At Hanjed, a tribal village in Bundu block, one of the worst conflict-affected areas, 40 km from Ranchi, school staff have expressed concern that children may get excluded from schemes.

“Their parents are poor farmers and need scholarships to buy notebooks, stationery and chappals for the children. Every day I ask the children to go to the block office to enrol [under Aadhaar]. Last year 29 of 36 students in Class VIII did not have UID [Unique Identification Number] and have not got their scholarships which would come by this year,” said Arjun Mahto, principal of the government middle school. School teachers are still trying to get 21 of the 159 students, who got left out, enrolled for Aadhaar.

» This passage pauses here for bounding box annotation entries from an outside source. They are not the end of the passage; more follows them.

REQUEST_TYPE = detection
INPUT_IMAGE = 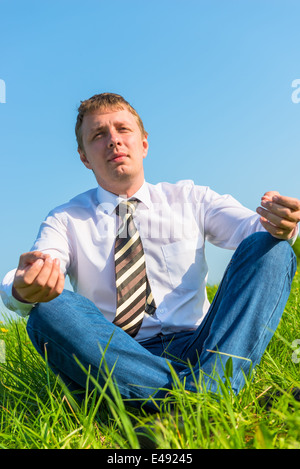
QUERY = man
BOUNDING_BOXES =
[1,93,300,410]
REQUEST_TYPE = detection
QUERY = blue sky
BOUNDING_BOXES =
[0,0,300,314]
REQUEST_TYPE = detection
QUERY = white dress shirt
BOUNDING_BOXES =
[0,181,282,341]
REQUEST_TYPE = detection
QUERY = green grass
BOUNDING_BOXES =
[0,275,300,449]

Forty km away at Sonahatu, 272 of the 286 Class X students in Rajsamposhit High School are SC, ST or OBC and qualify for scholarships. But only 12 of them have enrolled for Aadhaar, which is less than 5 per cent.

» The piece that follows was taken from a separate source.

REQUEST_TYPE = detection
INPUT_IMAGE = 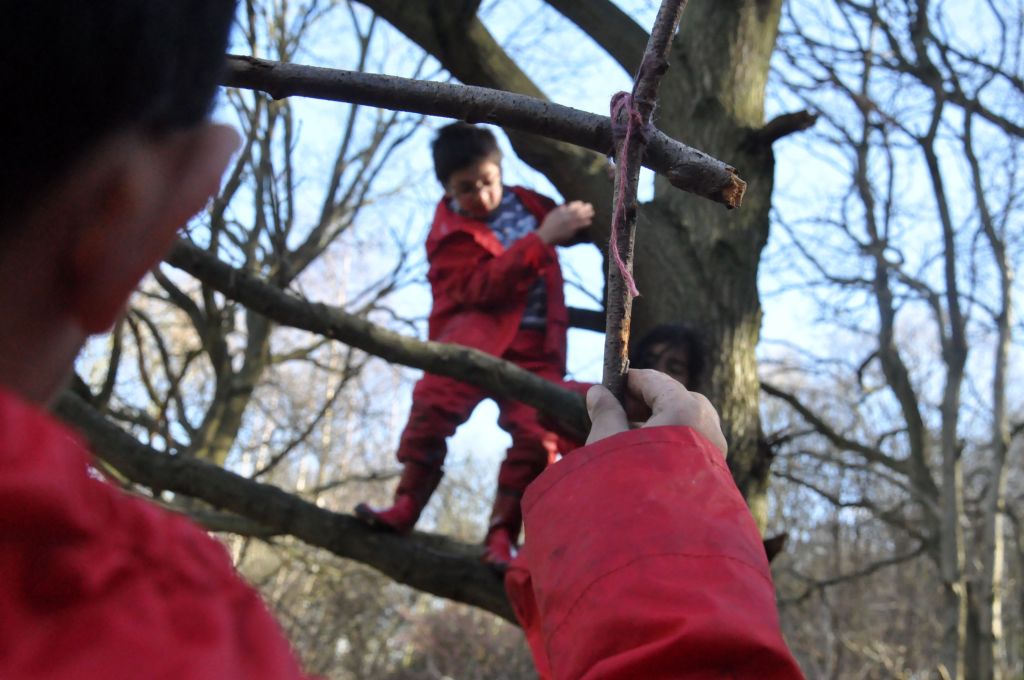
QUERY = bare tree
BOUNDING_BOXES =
[764,0,1024,678]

“Many of the girls live 12-15 km away in their in-laws’ house. Either they did not find out in time about enrolment or the Bank of India turned them away,” said principal Jaimasih Kerketta.

Till last year, the School Development Committee — consisting of the principal, parents of students from SC, ST families, and other members — would distribute cash received from the Welfare Department. “Even if the children were absent or were away visiting relatives, they would come to school after hearing about it [distribution], even dropouts would come,” said Sandhya Kumari, principal of Maharani Prem Manjari Girls’ High School in Ratu block.

When this reporter visited the school, 150 of the 504 students were absent. Though there was no computer, the school had to send a digitised list of beneficiaries to the welfare office for the fourth time this year after 25 new students, who did not have Aadhaar, enrolled in the institution.

The school staff said they were uncertain whether UID was mandatory or not. “Without Aadhaar card no scholarships will be disbursed,” notes a letter, dated August 12, from Tribal Welfare Commissioner Rajiv A. Ekka to the Welfare Department. Officials say if a child does not have the Aadhaar card, schools are supposed to send a separate list for payment through the old method. But of the 239 middle and high schools in Ratu, Nagri and Ranchi, no school has submitted a separate list, say officials.

In Ranchi city, at Shiv Narayan Girls’ High School, of 850 students, 536 are eligible for SC, ST, OBC stipends. Bindu Kumari, a Class VIII student, whose mother works as a tea vendor, missed enrolling in Aadhaar last year.

A district UID officer, however, said officials would intervene once errors were brought to their notice. “For instance, a B. Tech student from Tatislive got her details corrected in mid-August.”